Когда Оуэн покинул домик Магды, перевалило за полдень.
Люси вернулась в дом и пришла в ярость, узнав, что Оуэна до сих пор нет. Но потом, прикусив язычок, она поблагодарила Тилди за помощь.
— Значит, мастер Николас не просыпался?
— Я слышала, как он поздоровался с архидиаконом, когда тот поднялся наверх, но…
При этих словах Люси охватила дрожь.
— Архидиакон Ансельм наверху с ним?
— Да, мэм.
— Ты разве не сказала ему, что хозяин спит?
Тилди кивнула.
— Я говорила, но он все равно поднялся. Вы не предупреждали, что его нельзя пускать.
Глаза ее расширились от страха, что она сделала что-то не так.
— Ты права, Тилди, я ничего тебе не говорила насчет архидиакона. Ты очень мне помогла. Теперь займись своими делами.

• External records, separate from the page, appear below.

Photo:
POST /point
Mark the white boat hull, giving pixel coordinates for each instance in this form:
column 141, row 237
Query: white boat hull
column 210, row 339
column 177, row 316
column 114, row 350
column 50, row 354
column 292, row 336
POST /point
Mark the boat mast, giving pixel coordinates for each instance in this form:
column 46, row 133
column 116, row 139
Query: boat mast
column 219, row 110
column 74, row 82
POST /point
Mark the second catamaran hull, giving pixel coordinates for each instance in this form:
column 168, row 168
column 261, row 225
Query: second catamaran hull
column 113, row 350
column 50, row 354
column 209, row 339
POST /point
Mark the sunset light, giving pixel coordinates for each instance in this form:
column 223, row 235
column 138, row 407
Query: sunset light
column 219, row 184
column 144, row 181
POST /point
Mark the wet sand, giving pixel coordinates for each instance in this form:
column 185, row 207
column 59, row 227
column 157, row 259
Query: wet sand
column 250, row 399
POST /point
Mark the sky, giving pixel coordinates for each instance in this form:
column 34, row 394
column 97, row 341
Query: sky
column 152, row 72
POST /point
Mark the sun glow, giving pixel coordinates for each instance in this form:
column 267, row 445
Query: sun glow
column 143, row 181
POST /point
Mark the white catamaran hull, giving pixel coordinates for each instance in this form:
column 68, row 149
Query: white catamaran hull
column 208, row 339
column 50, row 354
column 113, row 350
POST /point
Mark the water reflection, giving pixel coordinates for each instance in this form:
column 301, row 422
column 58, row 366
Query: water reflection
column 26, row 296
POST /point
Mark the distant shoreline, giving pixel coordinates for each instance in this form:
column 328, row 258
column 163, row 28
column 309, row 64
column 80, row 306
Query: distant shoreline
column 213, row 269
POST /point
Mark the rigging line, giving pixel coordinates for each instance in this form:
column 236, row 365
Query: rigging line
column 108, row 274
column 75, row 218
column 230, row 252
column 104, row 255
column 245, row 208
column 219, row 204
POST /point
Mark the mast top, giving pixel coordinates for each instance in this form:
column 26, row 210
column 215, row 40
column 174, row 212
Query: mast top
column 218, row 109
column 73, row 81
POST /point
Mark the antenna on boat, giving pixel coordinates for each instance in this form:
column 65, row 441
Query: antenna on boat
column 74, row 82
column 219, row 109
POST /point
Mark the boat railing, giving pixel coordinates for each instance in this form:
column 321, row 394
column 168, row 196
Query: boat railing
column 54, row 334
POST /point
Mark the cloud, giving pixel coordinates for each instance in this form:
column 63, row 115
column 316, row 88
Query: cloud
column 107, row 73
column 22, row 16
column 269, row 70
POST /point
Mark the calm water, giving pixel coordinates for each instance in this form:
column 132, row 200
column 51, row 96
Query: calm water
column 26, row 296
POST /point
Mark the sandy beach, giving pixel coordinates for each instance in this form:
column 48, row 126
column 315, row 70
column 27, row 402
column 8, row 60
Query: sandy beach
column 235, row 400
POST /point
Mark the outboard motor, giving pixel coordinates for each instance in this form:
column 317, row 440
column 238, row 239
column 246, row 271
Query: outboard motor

Люси поднялась по лестнице. Голос Николаса звенел и срывался на высоких нотах.
— Мы прокляты! — кричал он. — Ты нас проклял.
Больному вредно так волноваться, теперь ему станет хуже. Архидиакон доконает его своими визитами. Люси не могла оставаться в стороне и ждать, когда это случится, что бы там Николас ни говорил. Она открыла дверь. Ансельм стоял на коленях рядом с кроватью и, вцепившись Николасу в руки, что-то шептал ему.

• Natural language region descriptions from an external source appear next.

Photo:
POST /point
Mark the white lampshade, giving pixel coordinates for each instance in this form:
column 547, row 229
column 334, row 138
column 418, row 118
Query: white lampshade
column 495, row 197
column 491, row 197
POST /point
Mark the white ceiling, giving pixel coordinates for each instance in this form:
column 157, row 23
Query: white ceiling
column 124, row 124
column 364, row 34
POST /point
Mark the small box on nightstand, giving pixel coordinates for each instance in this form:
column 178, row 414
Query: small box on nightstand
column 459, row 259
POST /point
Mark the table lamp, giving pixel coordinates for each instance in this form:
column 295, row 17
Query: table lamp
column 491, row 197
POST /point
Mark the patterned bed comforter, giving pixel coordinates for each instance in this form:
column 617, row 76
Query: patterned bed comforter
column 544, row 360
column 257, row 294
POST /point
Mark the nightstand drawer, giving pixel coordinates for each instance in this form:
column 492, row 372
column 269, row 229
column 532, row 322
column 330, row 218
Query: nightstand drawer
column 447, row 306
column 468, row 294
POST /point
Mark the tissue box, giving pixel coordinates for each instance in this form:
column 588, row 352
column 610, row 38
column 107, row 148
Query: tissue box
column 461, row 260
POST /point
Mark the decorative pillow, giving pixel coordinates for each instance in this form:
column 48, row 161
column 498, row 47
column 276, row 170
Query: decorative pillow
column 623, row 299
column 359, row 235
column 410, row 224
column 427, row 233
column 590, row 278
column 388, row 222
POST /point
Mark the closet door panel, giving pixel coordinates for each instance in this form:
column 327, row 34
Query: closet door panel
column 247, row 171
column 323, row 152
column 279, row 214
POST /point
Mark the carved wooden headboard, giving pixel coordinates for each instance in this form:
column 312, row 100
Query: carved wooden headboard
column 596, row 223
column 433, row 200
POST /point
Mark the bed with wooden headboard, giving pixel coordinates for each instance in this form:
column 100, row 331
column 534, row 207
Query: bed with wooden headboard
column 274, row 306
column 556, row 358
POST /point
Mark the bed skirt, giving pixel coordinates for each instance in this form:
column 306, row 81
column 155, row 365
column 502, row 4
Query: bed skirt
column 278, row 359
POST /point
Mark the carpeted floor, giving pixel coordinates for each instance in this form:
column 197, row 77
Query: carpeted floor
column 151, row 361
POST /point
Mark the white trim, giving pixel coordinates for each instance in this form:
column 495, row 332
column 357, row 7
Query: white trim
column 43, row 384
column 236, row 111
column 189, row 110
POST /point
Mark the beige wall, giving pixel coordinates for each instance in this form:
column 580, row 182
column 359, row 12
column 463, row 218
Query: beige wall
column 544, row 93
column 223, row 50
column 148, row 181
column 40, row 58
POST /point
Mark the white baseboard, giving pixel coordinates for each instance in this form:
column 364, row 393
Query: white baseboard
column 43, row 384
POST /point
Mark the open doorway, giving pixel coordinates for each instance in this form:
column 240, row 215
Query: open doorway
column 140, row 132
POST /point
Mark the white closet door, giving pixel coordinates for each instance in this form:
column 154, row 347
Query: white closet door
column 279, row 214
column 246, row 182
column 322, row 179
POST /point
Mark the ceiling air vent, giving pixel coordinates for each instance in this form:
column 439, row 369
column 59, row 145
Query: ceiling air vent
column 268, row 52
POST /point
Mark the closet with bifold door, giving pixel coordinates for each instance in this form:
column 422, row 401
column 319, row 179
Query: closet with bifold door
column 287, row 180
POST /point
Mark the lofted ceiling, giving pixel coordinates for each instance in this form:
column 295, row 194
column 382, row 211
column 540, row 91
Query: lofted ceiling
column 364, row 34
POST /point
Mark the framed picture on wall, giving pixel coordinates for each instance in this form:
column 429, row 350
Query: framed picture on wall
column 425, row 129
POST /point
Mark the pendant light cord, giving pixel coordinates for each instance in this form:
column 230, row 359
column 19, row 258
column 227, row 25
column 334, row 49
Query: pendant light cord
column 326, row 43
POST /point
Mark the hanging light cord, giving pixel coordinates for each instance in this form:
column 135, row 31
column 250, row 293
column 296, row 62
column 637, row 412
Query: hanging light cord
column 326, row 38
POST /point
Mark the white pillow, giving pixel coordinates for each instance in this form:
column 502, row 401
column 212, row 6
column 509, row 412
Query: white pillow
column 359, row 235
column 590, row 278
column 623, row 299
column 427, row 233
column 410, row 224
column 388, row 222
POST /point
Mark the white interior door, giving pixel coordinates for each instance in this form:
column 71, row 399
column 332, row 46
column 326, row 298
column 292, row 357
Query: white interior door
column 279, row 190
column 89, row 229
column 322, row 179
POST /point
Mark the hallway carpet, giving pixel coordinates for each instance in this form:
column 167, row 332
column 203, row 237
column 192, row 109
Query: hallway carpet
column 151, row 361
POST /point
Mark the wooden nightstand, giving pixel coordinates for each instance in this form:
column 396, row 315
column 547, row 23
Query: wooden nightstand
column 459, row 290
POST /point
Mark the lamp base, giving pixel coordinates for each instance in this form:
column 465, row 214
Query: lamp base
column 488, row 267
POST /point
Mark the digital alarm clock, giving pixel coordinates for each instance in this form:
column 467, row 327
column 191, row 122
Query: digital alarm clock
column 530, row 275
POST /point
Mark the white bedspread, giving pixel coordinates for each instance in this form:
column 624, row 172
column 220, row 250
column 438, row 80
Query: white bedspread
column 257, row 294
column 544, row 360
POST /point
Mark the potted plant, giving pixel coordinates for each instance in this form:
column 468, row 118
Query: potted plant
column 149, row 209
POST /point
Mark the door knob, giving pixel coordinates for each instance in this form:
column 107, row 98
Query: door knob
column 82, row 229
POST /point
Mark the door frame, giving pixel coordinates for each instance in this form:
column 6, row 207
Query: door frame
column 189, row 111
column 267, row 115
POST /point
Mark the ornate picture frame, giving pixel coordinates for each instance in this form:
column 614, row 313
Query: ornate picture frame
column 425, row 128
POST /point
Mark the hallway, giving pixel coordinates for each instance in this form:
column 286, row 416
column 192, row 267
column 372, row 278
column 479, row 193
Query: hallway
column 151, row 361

На смертельно-бледных щеках мужа алели два пятна, волосы были влажными от пота.
— Нет, Николас, милый Николас, ты не должен так говорить. — Ансельм причитал над ним, как над капризным ребенком.
Николас пытался вырвать руки, но Ансельм держал крепко.
— Ты убиваешь меня, Ансельм, — простонал аптекарь.
— Как ты можешь так говорить? Я твой защитник.
— Уйди от меня.
— Убирайтесь отсюда, — сказала Люси.
Ансельм вздрогнул и обернулся.
— Оставь нас вдвоем, женщина.
Без имени. Просто «женщина». Сказал, как проклял. А с Николасом говорит сладеньким до приторности голосом. Господь милостивый, до чего же она презирает архидиакона. Сознание этого придало Люси сил.
— Вы готовы командовать мною в моем собственном доме? Он мой муж. Я сделала все, что в моих силах, чтобы он пошел на поправку, а вы приходите сюда и сводите все мои усилия на нет. Посмотрите, как вы на него действуете. Он сам только что сказал. Вы убиваете его. Убирайтесь прочь. — Она перешла на крик. Ее трясло от ярости.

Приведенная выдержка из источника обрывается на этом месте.